Seek Beta Independence: Learn a little about portfolio beta – the degree to which your portfolio is correlated with the broader market. For example, a stock with a beta of 1 moves in lock-step with the broader market at all times. A stock with a beta of 2 rises twice as high and drops twice as low as the market. And a stock with a beta of zero is essentially market neutral. On the flip side, a stock with a beta of -1 falls when the market rises, as much in % terms.
To disengage from the vagaries of the market, investors must include zero and negative beta securities in their portfolios. If the market drops, your negative beta stocks will rise and help you stay ahead, even in down markets. So talk to your financial advisor on how you can generate reliable income in a low interest rate and uncertain market and economic environment.
Dividends & DRIPs: Solid dividend stocks generate substantial cash every quarter and pay dividends even in bad markets – so dividend investing buys you some independence from the market, at least in so far as your dividend income stream is considered. With solid companies, a drop in share price is little reason to not pay dividends – so you’re slightly more assured of income that’s not completely dependent on the market. You should also take advantage of DRIP plans that give you the benefits of dividend reinvestments and compounding. And build a portfolio of dividend stocks that are not correlated.
While capital gains are closely tied to the broad market, dividend income is beta-independent to some extent if you pick solid cash-generating companies.
REITs and MLPs: Consider building a portfolio of REITs – many have payouts in the low double digits such as a 12% dividend from Hatteras Financial Corp. (HTS). REITs like Hatteras are also safer because they typically invest in what-are-called agency bonds where the risk of default is shouldered by housing agencies such as Fannie Mae and Freddie Mac. And REITs have an average beta of 0.6 – not fully linked to the market – because REITs generate income from the interest rate spread between the lower cost of their borrowings and the higher interest earned from their mortgage investments – so REIT returns are less impacted by consumer or business spending but depend more on interest rate patterns.
Similarly, master limited partnerships (MLPs) such as in the energy sector are good payers of reasonably high dividends.
Foreign Currencies & Bonds: With America’s fiscal house much weakened compared to a few decades ago, consider getting some of your income from investments in foreign currencies, such as the Canadian Dollar, that could hold up significantly better over the long run while we work through our fiscal liabilities. This gives you the opportunity to convert your foreign funds back into US Dollars at a later date and benefit from relative declines in our own currency.

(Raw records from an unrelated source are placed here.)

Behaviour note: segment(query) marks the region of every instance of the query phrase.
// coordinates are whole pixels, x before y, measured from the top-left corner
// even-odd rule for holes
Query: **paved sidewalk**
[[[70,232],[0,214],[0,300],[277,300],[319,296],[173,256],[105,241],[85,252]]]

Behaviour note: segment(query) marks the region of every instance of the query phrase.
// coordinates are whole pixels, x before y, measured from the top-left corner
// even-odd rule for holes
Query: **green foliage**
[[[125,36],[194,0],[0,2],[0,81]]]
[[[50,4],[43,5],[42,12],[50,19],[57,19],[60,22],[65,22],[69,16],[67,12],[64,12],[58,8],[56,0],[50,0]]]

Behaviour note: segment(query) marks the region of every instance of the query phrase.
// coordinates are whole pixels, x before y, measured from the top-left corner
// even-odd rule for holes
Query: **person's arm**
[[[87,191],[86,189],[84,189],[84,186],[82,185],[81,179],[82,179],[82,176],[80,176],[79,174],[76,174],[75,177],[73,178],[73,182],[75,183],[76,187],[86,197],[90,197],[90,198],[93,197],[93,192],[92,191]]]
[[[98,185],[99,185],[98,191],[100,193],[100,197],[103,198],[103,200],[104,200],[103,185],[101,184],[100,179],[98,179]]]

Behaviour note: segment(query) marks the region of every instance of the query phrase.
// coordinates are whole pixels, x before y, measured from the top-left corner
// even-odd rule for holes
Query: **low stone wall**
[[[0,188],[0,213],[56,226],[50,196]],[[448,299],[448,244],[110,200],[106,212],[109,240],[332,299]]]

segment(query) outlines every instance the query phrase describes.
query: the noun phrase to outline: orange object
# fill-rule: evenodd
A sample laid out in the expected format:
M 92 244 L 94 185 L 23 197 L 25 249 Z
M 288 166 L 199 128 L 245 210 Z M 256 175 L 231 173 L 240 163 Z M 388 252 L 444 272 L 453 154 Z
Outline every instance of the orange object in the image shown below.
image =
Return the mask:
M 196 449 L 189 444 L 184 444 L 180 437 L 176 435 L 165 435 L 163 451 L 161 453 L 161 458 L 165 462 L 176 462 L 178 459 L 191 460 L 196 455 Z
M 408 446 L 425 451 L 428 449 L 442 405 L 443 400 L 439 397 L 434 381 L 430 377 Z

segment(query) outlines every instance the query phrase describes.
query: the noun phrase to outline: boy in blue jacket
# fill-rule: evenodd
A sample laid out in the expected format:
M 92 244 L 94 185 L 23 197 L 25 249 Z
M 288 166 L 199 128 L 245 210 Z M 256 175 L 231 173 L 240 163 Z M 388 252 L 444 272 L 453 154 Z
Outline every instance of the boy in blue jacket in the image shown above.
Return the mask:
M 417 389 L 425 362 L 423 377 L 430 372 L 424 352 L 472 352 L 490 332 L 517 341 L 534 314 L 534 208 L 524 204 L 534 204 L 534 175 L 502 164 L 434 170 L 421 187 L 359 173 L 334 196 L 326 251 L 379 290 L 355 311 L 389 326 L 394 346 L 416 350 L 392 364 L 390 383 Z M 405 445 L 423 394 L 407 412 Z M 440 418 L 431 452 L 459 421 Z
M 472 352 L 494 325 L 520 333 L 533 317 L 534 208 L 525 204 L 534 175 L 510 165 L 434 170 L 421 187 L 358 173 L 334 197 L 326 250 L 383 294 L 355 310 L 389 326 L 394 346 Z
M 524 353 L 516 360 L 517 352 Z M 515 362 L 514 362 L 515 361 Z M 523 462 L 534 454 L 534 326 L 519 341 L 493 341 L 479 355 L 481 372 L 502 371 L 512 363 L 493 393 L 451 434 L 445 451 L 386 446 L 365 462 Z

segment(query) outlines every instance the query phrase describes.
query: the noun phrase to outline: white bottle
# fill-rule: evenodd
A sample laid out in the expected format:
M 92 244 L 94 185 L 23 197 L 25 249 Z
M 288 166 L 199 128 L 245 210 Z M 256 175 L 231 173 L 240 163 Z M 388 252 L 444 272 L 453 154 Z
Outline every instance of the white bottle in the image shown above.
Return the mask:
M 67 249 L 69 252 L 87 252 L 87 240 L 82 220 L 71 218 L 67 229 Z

Investing in currencies is fairly complicated if you decide to do this on your own without a Ph.D. in Economics or Finance, so stick with exchange traded funds (ETFs) such as CurrencyShares Canadian Dollar Trust (FXC), CurrencyShares Swiss Franc Trust (FXF), WisdomTree Dreyfus Emerging Currency Fund (CEW), etc.
Related: Bonds or Bond Funds
Also consider parking some money in higher interest-rate foreign debt – through securities such as EverBank’s Commodity Basket CD that invests in certificates of deposit and fixed income in commodity-rich Canada, Australia, New Zealand and South Africa.
Retirement isn’t pretty if you’re not financially prepared. And it’s no longer the same retirement environment as your dad’s or grandpa’s. So, in this low interest rate and uncertain economic environment, try some of the ideas outlined above to develop an income-generating portfolio that isn’t overly tied to the market.